The key delay delays the current request by X seconds, X must be an integer.

Variables are defined in the vars key, they can be used as they are or reassigned. These variables can be used in the endpoint, headers, body and name with the {{ .var_name }} notation.

The key vars inside the definition of the request will search for that key inside the response and assign it to that variable if found.

env:
  ###
  vars:
    token: test

requests:
  - name: "new token"
    method: "POST"
    endpoint: "{{ .url }}/login"
    headers:
      "Content-type": "application/json"
    body: >
      {
        "username": "test",
        "password": "secret"
      }
    wantStatus: 200
    wantResponse: "{access_token}"
    vars:
      token: "access_token" # <-- assign value to the variable token

For instance, this will attempt to set token to a key access_token taken from the request reponse output.

vars:
  token: "access_token"

If the variable is never defined inside a request vars key, it will retain its default value.

To access nested values inside a response we use a dot notation. Treating the output as an object. The more the dots, the deeper the depth inside the object

env:
  ###
  vars:
    token: test

requests:
  - name: "get users"
    method: "GET"
    endpoint: "{{ .url }}/users"
    headers:
      "Content-type": "application/json"
      "Authorization": "Bearer {{ .token }}"
    wantStatus: 200
    wantResponse: "{success}"
    vars:
      id: "data[0].id" # <-- assign value

In this scenario we want to assign a value dynamically to the id variable from the /users endpoint response.
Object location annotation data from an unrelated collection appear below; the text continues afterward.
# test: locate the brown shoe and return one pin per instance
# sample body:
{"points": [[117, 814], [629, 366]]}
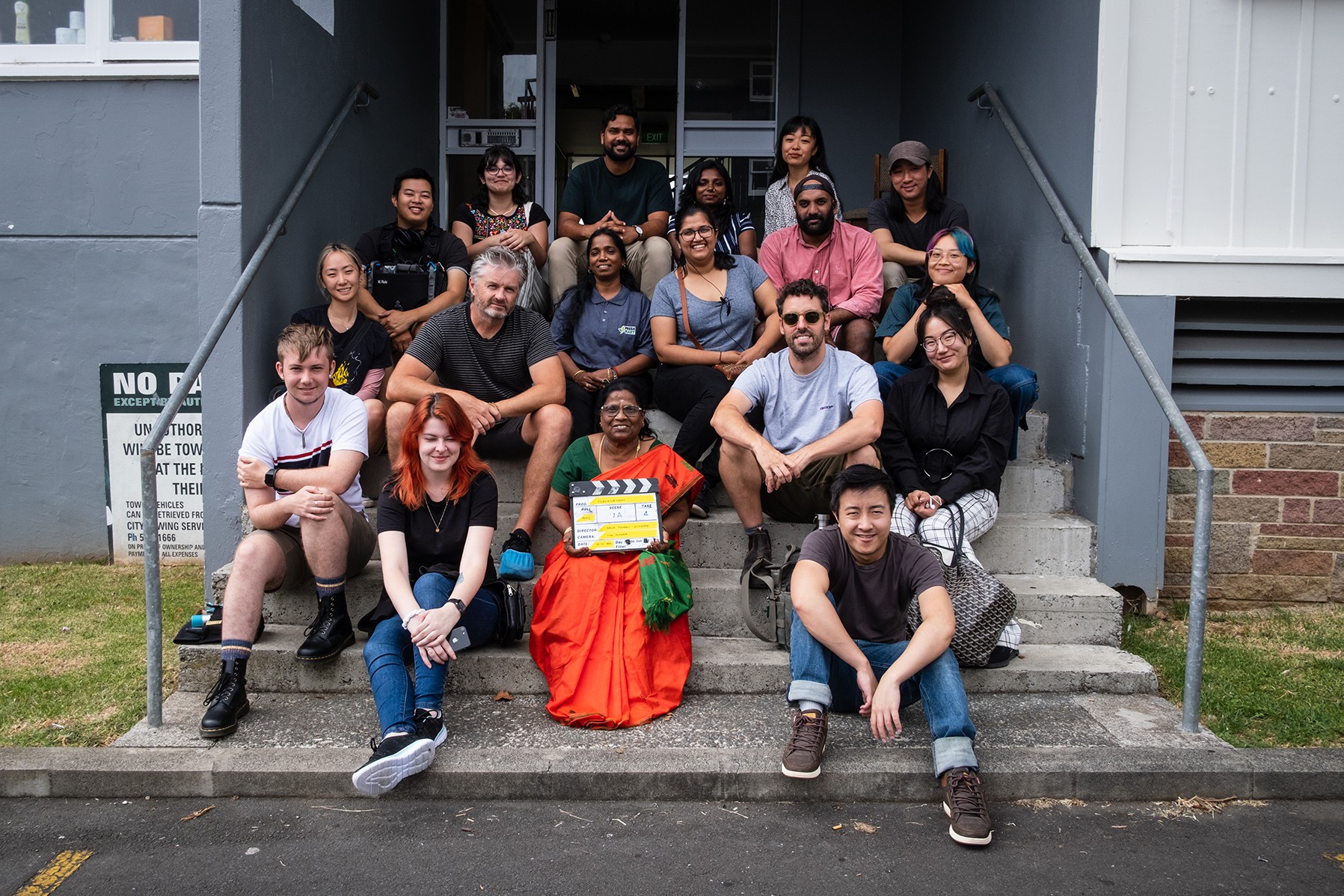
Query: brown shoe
{"points": [[807, 743], [966, 805]]}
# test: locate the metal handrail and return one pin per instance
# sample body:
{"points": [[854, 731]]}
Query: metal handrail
{"points": [[1203, 469], [148, 477]]}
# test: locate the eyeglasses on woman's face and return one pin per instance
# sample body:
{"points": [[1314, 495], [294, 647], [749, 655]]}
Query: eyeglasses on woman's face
{"points": [[951, 339], [629, 410]]}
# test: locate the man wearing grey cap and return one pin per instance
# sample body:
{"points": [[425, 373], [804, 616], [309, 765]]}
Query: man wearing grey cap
{"points": [[906, 221]]}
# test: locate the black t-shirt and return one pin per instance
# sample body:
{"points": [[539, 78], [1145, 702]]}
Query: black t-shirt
{"points": [[364, 347], [398, 289], [886, 212], [873, 599], [425, 547]]}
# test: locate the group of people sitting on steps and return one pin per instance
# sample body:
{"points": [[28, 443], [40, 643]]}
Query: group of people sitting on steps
{"points": [[491, 342]]}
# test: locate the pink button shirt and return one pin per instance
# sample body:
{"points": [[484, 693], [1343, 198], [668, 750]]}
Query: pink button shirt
{"points": [[847, 263]]}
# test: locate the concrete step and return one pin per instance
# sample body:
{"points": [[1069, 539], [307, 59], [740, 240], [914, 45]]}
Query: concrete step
{"points": [[721, 665], [711, 747], [1066, 610], [1054, 609]]}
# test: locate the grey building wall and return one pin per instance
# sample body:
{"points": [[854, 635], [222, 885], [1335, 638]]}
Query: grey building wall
{"points": [[271, 84], [844, 72], [1042, 58], [97, 265]]}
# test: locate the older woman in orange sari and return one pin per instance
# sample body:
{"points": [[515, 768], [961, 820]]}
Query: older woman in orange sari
{"points": [[605, 666]]}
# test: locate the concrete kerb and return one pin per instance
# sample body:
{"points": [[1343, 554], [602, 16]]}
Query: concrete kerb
{"points": [[900, 776]]}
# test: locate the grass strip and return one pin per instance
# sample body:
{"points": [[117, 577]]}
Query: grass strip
{"points": [[1271, 678], [73, 649]]}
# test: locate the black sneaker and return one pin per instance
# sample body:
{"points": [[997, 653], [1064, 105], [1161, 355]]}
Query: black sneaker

Given this as the /users output:

{
  "data": [
    {
      "age": 13,
      "id": "63995ba6-1d89-XXXX-9703-880a9cbdb986",
      "name": "Name Surname",
      "status": "",
      "username": "test"
    }
  ],
  "status": "success"
}

data is the first key which happens to be an array, so we need to define which i-th of it as well like any normal array. id is the key of said array.

This would mean the variable id from its original value of 123213 is now 63995ba6-1d89-XXXX-9703-880a9cbdb986.

Build

make build

Bin is located in cmd/build

Usage

courier -config-file myconfig.yaml
courier # defaults to using courier.yaml or .courier/config.yaml in your current pwd

The output can be piped with jq

courier -config-file myconfig.yaml | jq
courier | jq

The flag -open to open each response inside the editor of preference, uses the enviroment $EDITOR value.

courier -open
courier -open -json # json flag to have it prettier
courier -open -editor nano # e flag to change the editor at need

The flag -test runs a test on all requests checking if the response status code matches with wantStatus and if the response contains wantResponse string.